# HTML: Need Help - Using mailto: Form



## DJDrew22200 (Aug 19, 2005)

Hi, I am making a website and I am creating an E-Mail Form. The current HTML coding for the form is:

<html>
<head>

<title>Contact Us</title>
</head>
<body><FONT face="Verdana, Geneva, Arial, Sans-serif" size=2> First Name:                                Last Name:<BR> <INPUT TYPE="text" NAME="simple-with-size" SIZE=30>       <INPUT TYPE="text" NAME="simple-with-size" SIZE=40><br><br>
 E-Mail:<BR> <INPUT TYPE="text" NAME="simple-with-size" SIZE=40><br><Br>
 Choose a General Topic:<br>
 <INPUT TYPE="checkbox" NAME="checkbox-input" VALUE="How-to Question">How-to Question
           <INPUT TYPE="checkbox" NAME="checkbox-input" VALUE="Feature not Working">Feature not Working<BR> <INPUT TYPE="checkbox" NAME="checkbox-input" VALUE="Comment or Suggestion">Comment or Suggestion
  <INPUT TYPE="checkbox" NAME="checkbox-input" VALUE="Other">Other<br><br>
 Comments:<br>
 <TEXTAREA NAME="text-area" ROWS=6 COLS=60></TEXTAREA>
</FONT></body>
</html>

The layout is fine. But I was wondering if you could help me put a Submit button on and a Reset button. I've researched on the internet and it is stating something about a URI but I'm not sure what I am supposed to do. I was hoping I could have the E-Mail form sent to [email protected], if possible.

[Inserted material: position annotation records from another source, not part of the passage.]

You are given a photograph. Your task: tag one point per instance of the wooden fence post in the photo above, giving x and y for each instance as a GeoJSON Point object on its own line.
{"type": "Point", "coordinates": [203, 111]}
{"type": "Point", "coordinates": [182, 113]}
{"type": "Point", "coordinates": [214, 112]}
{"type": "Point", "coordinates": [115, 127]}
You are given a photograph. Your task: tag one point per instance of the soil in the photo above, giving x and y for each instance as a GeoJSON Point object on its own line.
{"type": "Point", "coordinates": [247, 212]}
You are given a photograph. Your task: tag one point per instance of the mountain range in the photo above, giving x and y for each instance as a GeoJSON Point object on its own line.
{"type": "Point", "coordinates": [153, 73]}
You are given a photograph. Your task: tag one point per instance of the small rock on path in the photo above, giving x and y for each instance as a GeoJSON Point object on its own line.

I would like 2 buttons / 1 Submit & 1 Reset
Could you please make the text on the buttons: Verdana Bold Size 2
The background of the buttons are 99ccff
The text colour is ffffff
Form sent to [email protected]

Thanks so much for all your help. If you don't want to do it, please just list instructions and I can do it myself. I am using Geocities and I am using File Manager > HTML Editor which is weird because I know very very little HTML. I have been creating the layouts, etc., using MSN Groups and then I click on "Use HTML to create your page" and it gives me the HTML for the layout to copy and paste onto Geocities.

Thanks so much!


----------



## Michelangelo (Apr 24, 2005)

I can do this for you no problem, but right now I have to get to sleep because I have work in the morning.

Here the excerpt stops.